An Everlasting Meal: Cooking with Economy and Grace
Tamar Adler - september 1, 2013
The members of 18 Reasons Food Lit voted to read this one ages ago. But we were hanging on, hoping that the author would attend our meeting the next time she visited San Francisco. Finally we gave up and read it this month.
Group members' reception of this book was surprisingly varied. Some were put off by Adler's attempt to recreate one of MFK Fisher's masterworks - How to Cook a Wolf. Some were unhappy with the forward by Alice Waters - too precious. Some didn't like the cooking lessons - too simplistic.

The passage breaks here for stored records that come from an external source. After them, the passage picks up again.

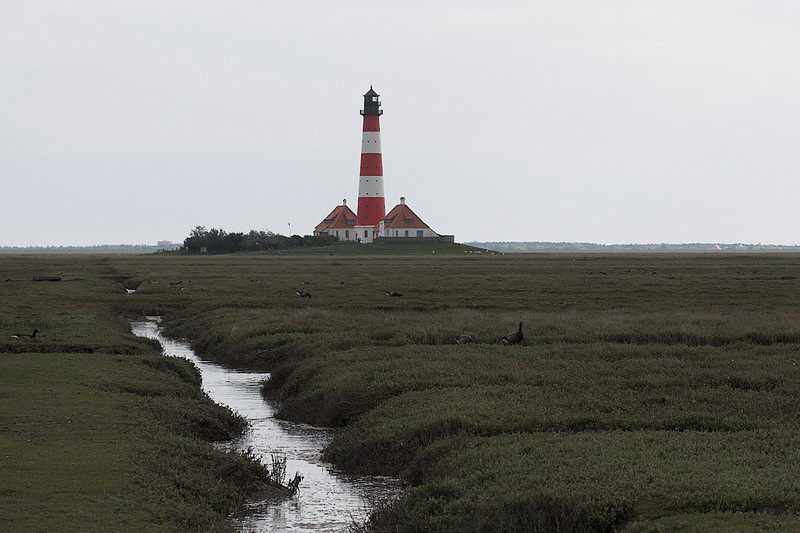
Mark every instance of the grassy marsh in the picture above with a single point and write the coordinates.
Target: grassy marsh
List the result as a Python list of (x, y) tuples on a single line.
[(652, 392)]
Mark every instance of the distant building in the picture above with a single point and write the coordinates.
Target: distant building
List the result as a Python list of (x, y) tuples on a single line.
[(372, 222), (403, 222), (341, 223)]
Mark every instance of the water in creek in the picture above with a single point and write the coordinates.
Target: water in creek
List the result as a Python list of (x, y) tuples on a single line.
[(327, 500)]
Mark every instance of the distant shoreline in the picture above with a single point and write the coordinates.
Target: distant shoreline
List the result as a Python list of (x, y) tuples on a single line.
[(537, 246), (499, 246)]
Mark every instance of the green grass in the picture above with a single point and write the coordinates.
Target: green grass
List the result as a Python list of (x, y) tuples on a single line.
[(98, 431), (651, 393)]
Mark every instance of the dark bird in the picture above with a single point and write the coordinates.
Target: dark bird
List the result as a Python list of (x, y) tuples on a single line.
[(25, 335), (514, 338), (464, 339)]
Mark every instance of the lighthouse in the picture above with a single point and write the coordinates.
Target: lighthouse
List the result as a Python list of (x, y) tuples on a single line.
[(371, 206), (372, 222)]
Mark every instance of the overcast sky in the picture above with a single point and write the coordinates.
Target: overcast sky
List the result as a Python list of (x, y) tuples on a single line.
[(130, 121)]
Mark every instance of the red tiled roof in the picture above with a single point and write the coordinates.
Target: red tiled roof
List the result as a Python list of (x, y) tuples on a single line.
[(401, 216), (337, 219)]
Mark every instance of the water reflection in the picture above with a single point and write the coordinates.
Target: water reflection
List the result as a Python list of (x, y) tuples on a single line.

But overall, most of us enjoyed it and took her management strategies for handling dinner (and lunch and breakfast) to heart. More of our ovens were busy roasting vegetables and making stock this month than ever before.
Personally, I didn't really see the emulation of MFK Fisher until after I'd heard Adler speak about it directly: the two books are just so different. In her promo movie for Simon and Schuster she lays it out, "I always felt like a book had to come out that did for other people what How to Cook a Wolf did for me...I've felt that for as long as I can remember. That that book had to get translated, to right now."
And An Everlasting Meal does a good job of that. Here, partially in her words about MFK Fisher and partially in mine about both authors, is what I think they accomplished. "By writing about food, from a perspective that was inside of it, as opposed to outside of it," Fisher and Adler show how the real spirit of cooking is in the journey from ingredients to meal, not in one or the other alone. "The point is to be able to make something great with what you have," Adler says. Good technique, or the alchemy that makes cooking work, is what makes a great meal. Perfect produce, complicated recipes and fancy settings are not required.
So in the end, yes. I think Tamar Adler's An Everlasting Meal does successfully reinterpret How to Cook a Wolf for a modern audience. And now I have to go back and re-read the wolf book. Right after I get my next batch of vegetables in to roast.